Suppose we are working in an elementary context where e.g. we don’t want to rush to invoke infinitary choice principles, and want to keep background assumptions modest. What should our attitude be to the idea of countability? Countability is defined by a quantification – X are countable if there is a function f : N → X which enumerates them. But quantification over which functions?
I’m not raising Skolemite concerns here. Even if you fully buy into a rich set-theoretic background, taken at face value, different set theories will supply different enumerating functions. Thus the so-called constructible reals are uncountable according to the theory ‘ZFC + V = L’ but countable according to the theory ‘ZFC + there exists a Ramsey cardinal’. More needs to be said even by the orthodox who identify functions with sets, if it isn’t to be left somewhat indeterminate what objects are countable. But suppose we fall short of endorsing the orthodoxy because we don’t (in the context, anyway) want definitely to buy into the wildly infinitary assumptions of set theory: we might initially seem to be in danger of making the notion of countability too indeterminate to be comfortable with. For if we are leaving it open just which functions we are prepared to countenance, we leave it correspondingly open which enumerating functions we are aiming to quantify over when we say that some objects are countable.

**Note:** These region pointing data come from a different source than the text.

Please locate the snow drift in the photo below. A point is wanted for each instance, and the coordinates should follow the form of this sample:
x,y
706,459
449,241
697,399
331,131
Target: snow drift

Yet mathematicians — at least when writing in fairly elementary contexts — cheerfully talk about the countable as if that’s unproblematic. How come? Is that just carelessness?
Well, no. Elementary talk about the countable tends (doesn’t it?) to feature in three sorts of context:
- There are claims that certain objects are indeed countable, defended by showing that the objects in question are unproblematically counted by producing a nice enumerating function. (Consider, for a familiar simple example, how we show that the positive rationals m/n are countable by actually constructing the ‘zig-zag’ enumerating function for ordered pairs m, n, and so counting them.)

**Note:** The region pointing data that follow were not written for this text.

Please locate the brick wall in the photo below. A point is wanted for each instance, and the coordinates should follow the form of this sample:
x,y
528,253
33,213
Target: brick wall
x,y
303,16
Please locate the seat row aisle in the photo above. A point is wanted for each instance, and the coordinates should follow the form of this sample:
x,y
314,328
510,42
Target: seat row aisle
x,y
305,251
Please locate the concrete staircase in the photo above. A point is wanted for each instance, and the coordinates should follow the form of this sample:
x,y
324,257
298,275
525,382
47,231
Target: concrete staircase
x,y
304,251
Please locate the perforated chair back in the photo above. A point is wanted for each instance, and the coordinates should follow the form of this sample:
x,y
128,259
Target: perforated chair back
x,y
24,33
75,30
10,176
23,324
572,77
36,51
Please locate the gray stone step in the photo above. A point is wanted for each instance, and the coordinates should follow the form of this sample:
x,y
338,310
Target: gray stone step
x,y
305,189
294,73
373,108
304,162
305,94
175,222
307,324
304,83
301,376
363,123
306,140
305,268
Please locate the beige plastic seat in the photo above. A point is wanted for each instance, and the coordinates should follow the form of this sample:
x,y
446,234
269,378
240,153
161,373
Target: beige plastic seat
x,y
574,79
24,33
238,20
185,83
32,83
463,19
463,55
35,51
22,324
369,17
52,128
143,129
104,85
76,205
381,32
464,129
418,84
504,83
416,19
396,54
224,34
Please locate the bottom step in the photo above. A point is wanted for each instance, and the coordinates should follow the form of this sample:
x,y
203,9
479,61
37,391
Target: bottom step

- There are claims that certain objects are uncountable, defended by reducing the assumption that they can be counted to absurdity. (Consider, for another familiar simple example, the usual diagonal argument that the infinite binary sequences are uncountable.)

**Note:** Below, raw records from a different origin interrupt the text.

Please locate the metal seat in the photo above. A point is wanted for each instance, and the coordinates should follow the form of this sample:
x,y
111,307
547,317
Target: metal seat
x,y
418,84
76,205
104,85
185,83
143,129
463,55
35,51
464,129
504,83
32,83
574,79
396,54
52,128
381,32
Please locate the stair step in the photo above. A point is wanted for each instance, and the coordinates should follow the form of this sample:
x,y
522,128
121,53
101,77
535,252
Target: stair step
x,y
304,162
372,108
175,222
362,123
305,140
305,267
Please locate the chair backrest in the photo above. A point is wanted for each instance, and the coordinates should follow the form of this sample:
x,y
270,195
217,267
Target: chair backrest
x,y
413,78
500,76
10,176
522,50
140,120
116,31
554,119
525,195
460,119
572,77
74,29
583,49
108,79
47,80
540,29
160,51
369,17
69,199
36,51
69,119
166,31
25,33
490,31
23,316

- There are conditional claims of the kind if X are countable, then …, supported by general arguments that are insensitive to how exactly we delimit (or fail to delimit) the countable.
(The second is a special case of the third, of course, but perhaps worth highlighting.) In none of these kinds of case, at any rate, does such indeterminacy as we might be leaving in the extent of the countable become problematic. So if we proceed with due caution – restrict ourselves to these cases — we can continue to talk about the (un)countable safely enough. And in elementary contexts we do exercise such caution.
Or at least, so it seems. Query: is that a fair description of ‘ordinary’ mathematical practice in elementary, non-set-theoretic, areas? If not, what is going on? While if I’m right, can you think of some texts which overtly ’fess up to the need for this element of caution?